Ammonia,is a weak base with a Ka value of 1.8x10^-5 .What is the pH of a 0.22M ammonia solution?
Ammonia,is a weak base with a Kb value of 1.8x10^-5 .What is the pH of a 0.22M ammonia solution?
sorry the 2nd question is the right one
NH3 + HOH ==> NH4^+ + OH^-
Kb = (NH^+)(OH^-)/(NH3)
Do an ICE chart and plug into the expression for Kb. I get pOH = about 2.7 and pH = about 11.3 but you need to go through and not estimate as I did.
ok thanks alot...
the PartB asks for:
What is the percent ionization of ammonia at this concentration?
To determine the pH of a solution of a weak base, such as ammonia (NH3), we need to consider its equilibrium reaction with water:
NH3 + H2O ⇌ NH4+ + OH-
Ammonia reacts with water to form ammonium ions (NH4+) and hydroxide ions (OH-). Since the Ka value is given as 1.8x10^-5, we can assume that the equilibrium constant (Kw) for water, which represents the concentration of hydronium ions (H3O+) and hydroxide ions (OH-), is equal to 1.0x10^-14 at 25°C.
The equation for the equilibrium constant (Kw) is:
Kw = [H3O+][OH-]
Since the concentration of OH- is equal to the concentration of NH4+ (since one OH- is produced for every NH4+), and we assume x as the concentration of NH4+ and OH-, we can simplify the equation to:
Kw = x^2
Rearranging the equation gives:
x = sqrt(Kw)
Now, we can plug in the value of Kw (1.0x10^-14) to calculate x:
x = sqrt(1.0x10^-14) = 1.0x10^-7
The concentration of OH- and NH4+ is now known, but we need to find the concentration of NH3 in the solution.
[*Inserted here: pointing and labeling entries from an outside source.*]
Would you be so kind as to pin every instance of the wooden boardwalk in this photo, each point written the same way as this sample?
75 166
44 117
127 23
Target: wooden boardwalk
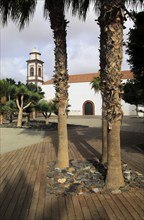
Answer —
23 188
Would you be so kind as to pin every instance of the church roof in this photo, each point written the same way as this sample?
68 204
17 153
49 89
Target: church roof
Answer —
88 77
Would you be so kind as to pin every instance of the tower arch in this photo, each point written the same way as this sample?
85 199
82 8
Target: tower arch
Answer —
35 68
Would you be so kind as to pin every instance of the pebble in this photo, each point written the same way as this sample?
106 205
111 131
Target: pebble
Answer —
85 177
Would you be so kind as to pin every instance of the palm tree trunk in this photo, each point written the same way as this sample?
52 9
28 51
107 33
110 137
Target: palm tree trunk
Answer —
104 136
111 43
114 178
19 121
58 24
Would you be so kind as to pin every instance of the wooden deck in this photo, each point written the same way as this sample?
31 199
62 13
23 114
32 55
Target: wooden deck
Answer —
23 189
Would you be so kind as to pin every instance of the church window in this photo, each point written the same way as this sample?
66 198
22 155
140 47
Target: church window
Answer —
31 71
88 108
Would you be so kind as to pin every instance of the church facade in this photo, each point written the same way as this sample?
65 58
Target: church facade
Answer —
82 99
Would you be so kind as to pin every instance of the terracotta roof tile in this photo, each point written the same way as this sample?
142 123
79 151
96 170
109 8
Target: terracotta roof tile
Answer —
88 77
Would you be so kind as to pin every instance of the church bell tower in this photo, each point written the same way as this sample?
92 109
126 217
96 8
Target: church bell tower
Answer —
35 68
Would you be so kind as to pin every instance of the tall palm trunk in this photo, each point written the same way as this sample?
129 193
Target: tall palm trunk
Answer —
20 111
104 135
111 43
58 24
20 116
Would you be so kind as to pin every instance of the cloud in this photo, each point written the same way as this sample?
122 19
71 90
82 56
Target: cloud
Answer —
13 68
82 46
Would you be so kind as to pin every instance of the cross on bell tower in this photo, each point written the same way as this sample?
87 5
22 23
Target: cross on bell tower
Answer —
35 68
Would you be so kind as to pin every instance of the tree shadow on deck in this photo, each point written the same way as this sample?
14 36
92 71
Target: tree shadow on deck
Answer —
15 197
87 142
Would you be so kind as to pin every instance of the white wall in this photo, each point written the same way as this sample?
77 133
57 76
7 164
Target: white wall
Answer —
81 92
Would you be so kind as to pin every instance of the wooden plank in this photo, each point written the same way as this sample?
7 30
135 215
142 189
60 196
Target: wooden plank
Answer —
77 208
134 214
70 207
100 208
43 169
62 208
141 199
36 188
12 183
133 202
122 207
28 172
48 207
92 207
85 209
114 206
55 208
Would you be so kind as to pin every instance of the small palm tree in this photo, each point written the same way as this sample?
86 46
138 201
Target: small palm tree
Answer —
95 84
20 12
46 107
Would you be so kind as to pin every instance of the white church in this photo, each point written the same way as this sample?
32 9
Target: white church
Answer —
82 99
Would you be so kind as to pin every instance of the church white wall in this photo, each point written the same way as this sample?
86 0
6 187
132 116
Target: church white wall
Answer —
82 92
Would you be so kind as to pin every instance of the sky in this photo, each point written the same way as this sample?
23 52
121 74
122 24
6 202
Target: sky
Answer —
82 46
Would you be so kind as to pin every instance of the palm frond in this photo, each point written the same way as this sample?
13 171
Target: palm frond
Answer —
135 3
19 11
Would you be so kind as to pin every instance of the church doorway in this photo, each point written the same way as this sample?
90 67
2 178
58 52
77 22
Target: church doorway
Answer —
88 108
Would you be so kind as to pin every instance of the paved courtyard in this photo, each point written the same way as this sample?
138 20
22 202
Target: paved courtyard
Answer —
23 176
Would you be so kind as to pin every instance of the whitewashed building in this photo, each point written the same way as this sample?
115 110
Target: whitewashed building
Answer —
82 99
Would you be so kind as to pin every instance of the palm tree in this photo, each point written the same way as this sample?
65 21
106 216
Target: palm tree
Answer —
111 21
95 84
20 12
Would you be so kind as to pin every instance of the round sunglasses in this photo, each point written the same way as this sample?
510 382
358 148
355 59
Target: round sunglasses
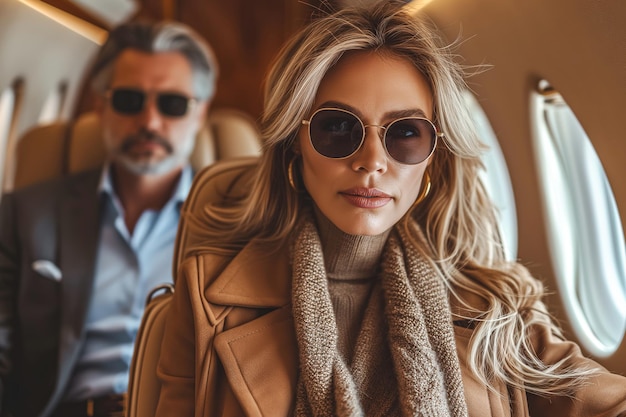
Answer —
131 101
337 133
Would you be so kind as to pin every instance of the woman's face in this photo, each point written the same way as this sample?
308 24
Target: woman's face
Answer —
367 192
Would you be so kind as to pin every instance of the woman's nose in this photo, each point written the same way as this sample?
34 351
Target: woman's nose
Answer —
371 156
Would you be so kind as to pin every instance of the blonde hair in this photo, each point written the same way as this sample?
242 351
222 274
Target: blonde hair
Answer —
457 217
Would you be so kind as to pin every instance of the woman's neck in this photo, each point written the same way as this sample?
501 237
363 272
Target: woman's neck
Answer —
349 256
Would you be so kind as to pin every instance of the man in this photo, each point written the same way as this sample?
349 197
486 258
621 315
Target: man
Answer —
79 255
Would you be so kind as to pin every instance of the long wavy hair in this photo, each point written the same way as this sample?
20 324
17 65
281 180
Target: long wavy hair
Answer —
458 218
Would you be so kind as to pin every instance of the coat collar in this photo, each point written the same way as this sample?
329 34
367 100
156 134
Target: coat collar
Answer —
258 276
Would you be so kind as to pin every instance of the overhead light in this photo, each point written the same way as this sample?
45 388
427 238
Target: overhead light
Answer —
73 23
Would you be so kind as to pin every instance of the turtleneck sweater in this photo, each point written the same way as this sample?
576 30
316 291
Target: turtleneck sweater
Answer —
352 265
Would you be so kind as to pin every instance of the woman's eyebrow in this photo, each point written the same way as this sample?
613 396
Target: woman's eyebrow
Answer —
398 114
391 115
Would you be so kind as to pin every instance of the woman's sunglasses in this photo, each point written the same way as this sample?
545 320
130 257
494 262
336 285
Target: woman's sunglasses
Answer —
338 133
130 101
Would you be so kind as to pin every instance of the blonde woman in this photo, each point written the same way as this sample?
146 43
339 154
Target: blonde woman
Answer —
363 274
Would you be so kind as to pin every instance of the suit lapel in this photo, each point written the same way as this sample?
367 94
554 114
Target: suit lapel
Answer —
79 234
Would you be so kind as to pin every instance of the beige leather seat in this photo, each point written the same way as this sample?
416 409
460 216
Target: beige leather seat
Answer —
210 185
50 151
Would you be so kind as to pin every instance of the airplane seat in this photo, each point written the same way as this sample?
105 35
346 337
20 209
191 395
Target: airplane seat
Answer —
212 184
49 151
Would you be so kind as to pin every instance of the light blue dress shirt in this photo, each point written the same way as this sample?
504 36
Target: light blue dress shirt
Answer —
127 268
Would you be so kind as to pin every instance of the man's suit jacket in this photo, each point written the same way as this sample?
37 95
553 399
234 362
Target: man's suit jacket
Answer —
42 317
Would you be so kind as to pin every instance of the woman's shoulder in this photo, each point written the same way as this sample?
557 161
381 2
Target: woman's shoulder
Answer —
257 262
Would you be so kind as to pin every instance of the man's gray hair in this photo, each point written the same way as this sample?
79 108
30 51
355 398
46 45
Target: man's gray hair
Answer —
158 37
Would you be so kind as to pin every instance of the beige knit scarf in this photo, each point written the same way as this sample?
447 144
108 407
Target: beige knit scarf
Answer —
405 361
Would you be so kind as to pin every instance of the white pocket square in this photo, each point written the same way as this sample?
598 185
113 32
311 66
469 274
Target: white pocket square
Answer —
47 269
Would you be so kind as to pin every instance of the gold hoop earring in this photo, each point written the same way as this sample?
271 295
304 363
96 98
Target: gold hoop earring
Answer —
290 176
424 189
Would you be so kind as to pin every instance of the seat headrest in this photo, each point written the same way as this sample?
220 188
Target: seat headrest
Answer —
50 151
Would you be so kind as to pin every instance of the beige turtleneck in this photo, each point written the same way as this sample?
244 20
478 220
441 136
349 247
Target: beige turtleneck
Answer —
352 265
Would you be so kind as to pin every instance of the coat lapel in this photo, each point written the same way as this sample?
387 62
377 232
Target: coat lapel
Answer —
259 355
79 227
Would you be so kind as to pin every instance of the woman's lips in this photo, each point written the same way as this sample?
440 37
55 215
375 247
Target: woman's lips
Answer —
366 197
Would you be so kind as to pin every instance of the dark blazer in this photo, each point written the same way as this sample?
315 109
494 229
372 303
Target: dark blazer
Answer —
42 317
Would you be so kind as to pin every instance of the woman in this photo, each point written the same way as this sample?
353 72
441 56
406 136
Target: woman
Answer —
363 274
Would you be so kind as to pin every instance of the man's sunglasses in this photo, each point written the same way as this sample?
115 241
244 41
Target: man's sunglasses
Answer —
131 101
338 133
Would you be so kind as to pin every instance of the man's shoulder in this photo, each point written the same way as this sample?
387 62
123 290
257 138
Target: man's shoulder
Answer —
56 187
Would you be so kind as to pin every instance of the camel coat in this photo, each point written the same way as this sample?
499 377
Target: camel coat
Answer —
230 349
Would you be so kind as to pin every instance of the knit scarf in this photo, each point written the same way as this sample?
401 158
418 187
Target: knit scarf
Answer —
405 360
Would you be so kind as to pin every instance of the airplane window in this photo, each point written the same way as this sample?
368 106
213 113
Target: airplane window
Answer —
586 238
7 107
496 178
51 110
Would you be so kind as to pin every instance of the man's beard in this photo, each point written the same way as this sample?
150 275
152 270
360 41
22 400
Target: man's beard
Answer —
174 158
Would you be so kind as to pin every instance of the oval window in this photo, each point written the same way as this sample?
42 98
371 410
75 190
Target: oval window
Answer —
585 233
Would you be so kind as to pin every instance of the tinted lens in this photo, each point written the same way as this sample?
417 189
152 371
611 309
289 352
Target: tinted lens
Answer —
410 140
127 101
335 133
172 104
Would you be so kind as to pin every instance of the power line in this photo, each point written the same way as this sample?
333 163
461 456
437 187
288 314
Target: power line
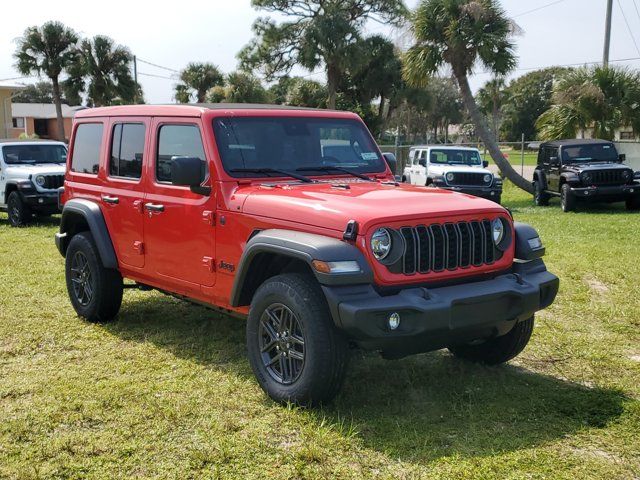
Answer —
538 8
629 27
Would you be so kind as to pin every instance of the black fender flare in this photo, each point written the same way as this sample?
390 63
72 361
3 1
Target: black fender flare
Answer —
305 247
92 215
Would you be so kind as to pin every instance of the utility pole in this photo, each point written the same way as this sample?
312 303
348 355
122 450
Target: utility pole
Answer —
607 34
135 78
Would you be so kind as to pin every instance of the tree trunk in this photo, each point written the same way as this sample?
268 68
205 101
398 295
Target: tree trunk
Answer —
58 103
488 139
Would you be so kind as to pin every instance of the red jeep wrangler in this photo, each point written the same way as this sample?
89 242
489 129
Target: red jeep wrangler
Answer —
291 217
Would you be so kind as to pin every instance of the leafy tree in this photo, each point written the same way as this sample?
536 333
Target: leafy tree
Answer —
197 79
315 33
103 73
527 97
48 50
462 33
239 87
491 98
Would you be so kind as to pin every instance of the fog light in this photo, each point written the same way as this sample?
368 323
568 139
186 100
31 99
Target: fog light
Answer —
394 321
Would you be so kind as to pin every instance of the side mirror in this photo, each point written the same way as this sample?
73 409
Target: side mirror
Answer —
189 172
391 160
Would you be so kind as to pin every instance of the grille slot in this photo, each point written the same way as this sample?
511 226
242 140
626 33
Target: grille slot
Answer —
447 247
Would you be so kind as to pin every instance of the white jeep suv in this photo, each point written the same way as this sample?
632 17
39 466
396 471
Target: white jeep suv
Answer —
31 172
460 169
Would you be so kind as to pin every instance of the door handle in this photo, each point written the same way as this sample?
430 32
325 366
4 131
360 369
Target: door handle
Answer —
152 207
111 200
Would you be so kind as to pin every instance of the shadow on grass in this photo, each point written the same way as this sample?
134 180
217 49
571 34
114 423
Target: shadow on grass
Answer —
418 409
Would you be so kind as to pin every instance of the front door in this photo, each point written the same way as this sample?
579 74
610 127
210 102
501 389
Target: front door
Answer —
123 193
179 224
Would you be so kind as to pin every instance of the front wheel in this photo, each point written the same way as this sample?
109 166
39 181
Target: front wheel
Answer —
19 213
296 352
499 349
95 291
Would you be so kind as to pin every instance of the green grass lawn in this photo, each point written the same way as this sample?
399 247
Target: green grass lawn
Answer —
166 391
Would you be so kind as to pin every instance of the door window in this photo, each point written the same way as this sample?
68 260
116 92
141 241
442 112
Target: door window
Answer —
127 148
176 141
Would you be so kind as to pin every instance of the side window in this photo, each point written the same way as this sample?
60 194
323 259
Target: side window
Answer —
176 141
86 148
127 148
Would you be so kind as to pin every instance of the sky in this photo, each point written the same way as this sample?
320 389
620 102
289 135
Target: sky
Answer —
170 35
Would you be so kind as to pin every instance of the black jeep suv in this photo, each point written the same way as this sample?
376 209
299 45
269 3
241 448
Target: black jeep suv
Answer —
584 170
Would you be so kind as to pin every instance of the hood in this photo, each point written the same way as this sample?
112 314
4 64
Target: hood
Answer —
441 169
332 206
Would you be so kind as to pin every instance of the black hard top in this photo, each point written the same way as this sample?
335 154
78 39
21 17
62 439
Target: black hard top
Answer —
575 141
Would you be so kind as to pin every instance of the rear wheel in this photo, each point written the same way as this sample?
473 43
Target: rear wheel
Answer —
95 291
296 352
540 197
19 213
567 199
497 350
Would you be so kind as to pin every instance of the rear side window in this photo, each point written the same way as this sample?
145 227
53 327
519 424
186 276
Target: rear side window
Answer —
127 148
86 148
176 141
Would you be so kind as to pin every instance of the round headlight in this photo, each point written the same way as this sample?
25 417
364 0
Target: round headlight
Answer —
497 229
381 243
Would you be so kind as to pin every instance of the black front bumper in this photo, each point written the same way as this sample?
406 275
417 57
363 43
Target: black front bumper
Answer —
609 193
434 318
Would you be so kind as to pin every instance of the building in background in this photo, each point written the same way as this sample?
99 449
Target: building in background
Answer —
40 119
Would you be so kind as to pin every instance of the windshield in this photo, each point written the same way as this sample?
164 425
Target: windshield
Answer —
455 157
295 144
588 153
30 154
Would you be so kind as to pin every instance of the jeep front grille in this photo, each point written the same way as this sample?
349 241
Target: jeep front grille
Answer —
468 179
449 246
607 177
52 182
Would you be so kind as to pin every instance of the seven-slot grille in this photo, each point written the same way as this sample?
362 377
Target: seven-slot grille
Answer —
52 182
449 246
607 177
468 178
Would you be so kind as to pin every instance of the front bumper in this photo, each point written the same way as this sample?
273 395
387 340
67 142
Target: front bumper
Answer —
617 192
434 318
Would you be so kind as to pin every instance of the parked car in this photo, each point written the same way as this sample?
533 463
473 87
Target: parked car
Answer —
460 169
30 174
584 170
237 208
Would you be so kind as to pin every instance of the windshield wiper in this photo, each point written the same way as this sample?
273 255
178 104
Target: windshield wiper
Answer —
285 173
335 168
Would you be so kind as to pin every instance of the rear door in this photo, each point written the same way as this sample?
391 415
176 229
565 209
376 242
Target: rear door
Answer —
178 224
123 192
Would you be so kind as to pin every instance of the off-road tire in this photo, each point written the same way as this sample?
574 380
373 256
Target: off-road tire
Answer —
19 213
325 347
499 349
540 197
568 200
106 284
633 203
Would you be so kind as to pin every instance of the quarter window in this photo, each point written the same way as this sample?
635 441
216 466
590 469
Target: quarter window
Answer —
176 141
86 148
127 148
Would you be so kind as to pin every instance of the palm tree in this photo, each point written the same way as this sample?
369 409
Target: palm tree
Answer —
107 69
462 33
199 77
48 50
602 99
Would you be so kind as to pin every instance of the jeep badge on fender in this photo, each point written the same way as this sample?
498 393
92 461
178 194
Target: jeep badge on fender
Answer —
315 245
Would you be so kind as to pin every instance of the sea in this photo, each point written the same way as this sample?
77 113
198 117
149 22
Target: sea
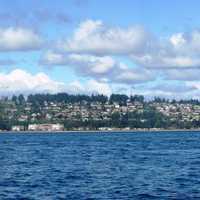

The equation for NH3 dissociating into NH4+ is:
NH3 ⇌ NH4+ + OH-
Since x represents the concentration of NH4+, which is equal to the concentration of OH-, we can substitute x as the concentration of NH3. The total concentration of NH3 is given as 0.22M, so:
0.22 = x
Now, we can calculate the pOH of the solution by taking the negative logarithm (base 10) of x (concentration of OH-):
pOH = -log(x) = -log(1.0x10^-7)
Using calculator:
pOH = 7
Since pH + pOH = 14 (at 25°C), we can calculate the pH:
pH = 14 - pOH = 14 - 7 = 7
Therefore, the pH of a 0.22M ammonia solution is 7.